Der Milliardär Tung Chee Hwa hatte in den letzten Wochen viel zu tun. Er besuchte Kindergärten, sagte Schülern guten Tag, und als neulich bei einem schrecklichen Hochhausbrand in Hongkongs dichtestbevölkertem Stadteil Kowloon viele Menschen starben, äußerte er Betroffenheit. Tung Chee Hwa tat so, als ob er auf Wahlkampftour sei. Das war eigentlich überflüssig, denn seit ihn Chinas Präsident Jiang Zemin im Januar in Peking mit einem Händedruck ehrte, war klar: Dieser Superreiche wird nächster Regierungsschef, Nachfolger von Chris Patten, wenn die britische Kronkolonie in der Nacht zum 1. Juli 1997 an die Volksrepublik China übergeben wird. Gestern wurden in Hongkong dafür die letzten Formalitäten erledigt. Das vom pekingfreundlichen Vorbereitungskomitee ausgesuchte Wahlgremium einigte sich auf den Kronprinzen.
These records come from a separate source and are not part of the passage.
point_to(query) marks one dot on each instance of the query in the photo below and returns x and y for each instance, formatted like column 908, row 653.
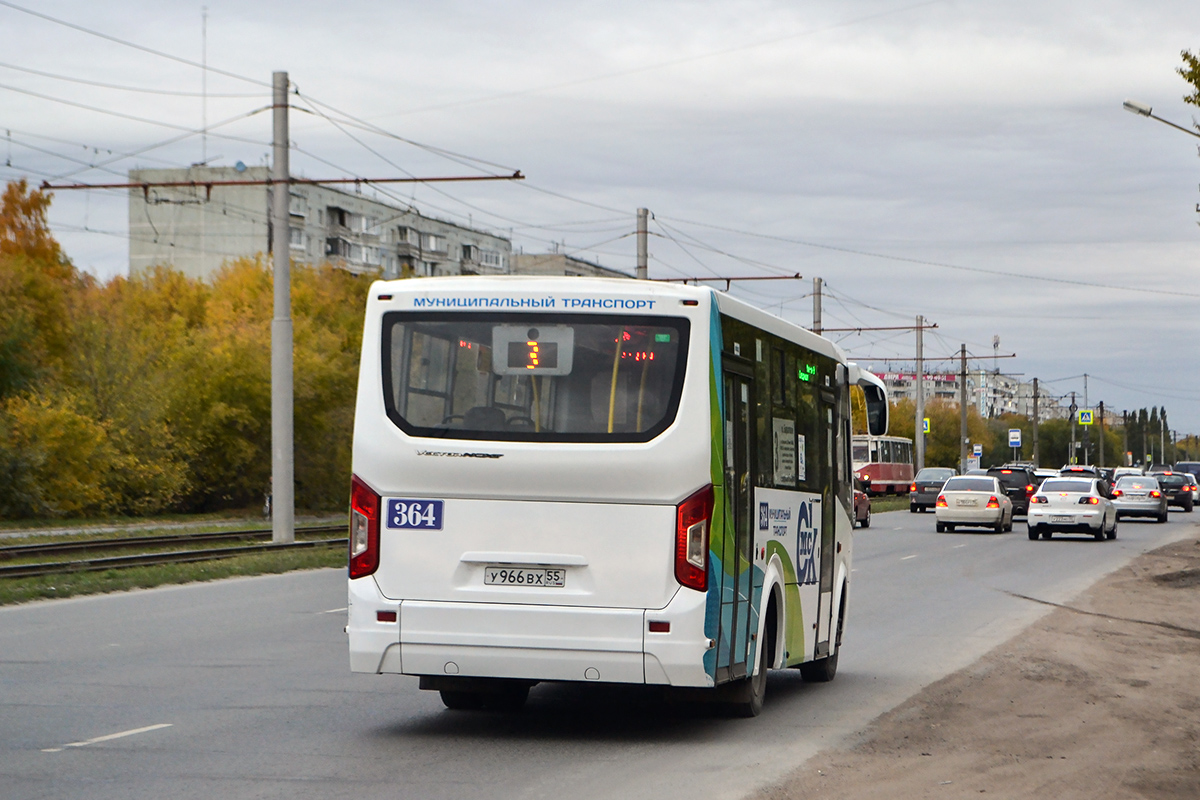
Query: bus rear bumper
column 527, row 642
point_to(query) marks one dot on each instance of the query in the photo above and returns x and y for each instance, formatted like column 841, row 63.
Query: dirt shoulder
column 1098, row 699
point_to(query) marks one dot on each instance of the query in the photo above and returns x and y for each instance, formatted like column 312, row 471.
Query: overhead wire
column 144, row 90
column 921, row 262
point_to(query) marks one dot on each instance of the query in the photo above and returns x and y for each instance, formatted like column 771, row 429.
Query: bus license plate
column 510, row 576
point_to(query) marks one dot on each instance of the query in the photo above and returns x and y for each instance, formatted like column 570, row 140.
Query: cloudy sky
column 969, row 161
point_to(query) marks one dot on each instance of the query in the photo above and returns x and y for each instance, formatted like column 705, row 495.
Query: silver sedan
column 975, row 501
column 1072, row 505
column 1139, row 495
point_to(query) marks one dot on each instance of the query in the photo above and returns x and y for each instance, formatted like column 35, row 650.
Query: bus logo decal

Der 59jährige Tung Chee Hwa kontrollierte bis Oktober eine der größten Reedereien der Welt, die von seinem Vater gegründete „Orient Overseas Container Lines“. Das Familienunternehmen wird jetzt von Tungs Bruder geführt. 1985/86 trudelte dieses Unternehmen in die Krise, und vorm Bankrott gerettet wurde es nur, weil Pekings mächtigster Mann in Hongkong, Henry Fok, ihm mit einem 120-Millionen-US- Dollar-Scheck aus der Patsche half. Es war die drittgrößte staatliche Rettungsaktion für einen Pleitekonzern. Big business, ein funktionierendes Beziehungsgeflecht und ein ausgeprägter China-Patriotismus sollen auch in Zukunft die „Sonderverwaltungszone“ Hongkong am Laufen halten.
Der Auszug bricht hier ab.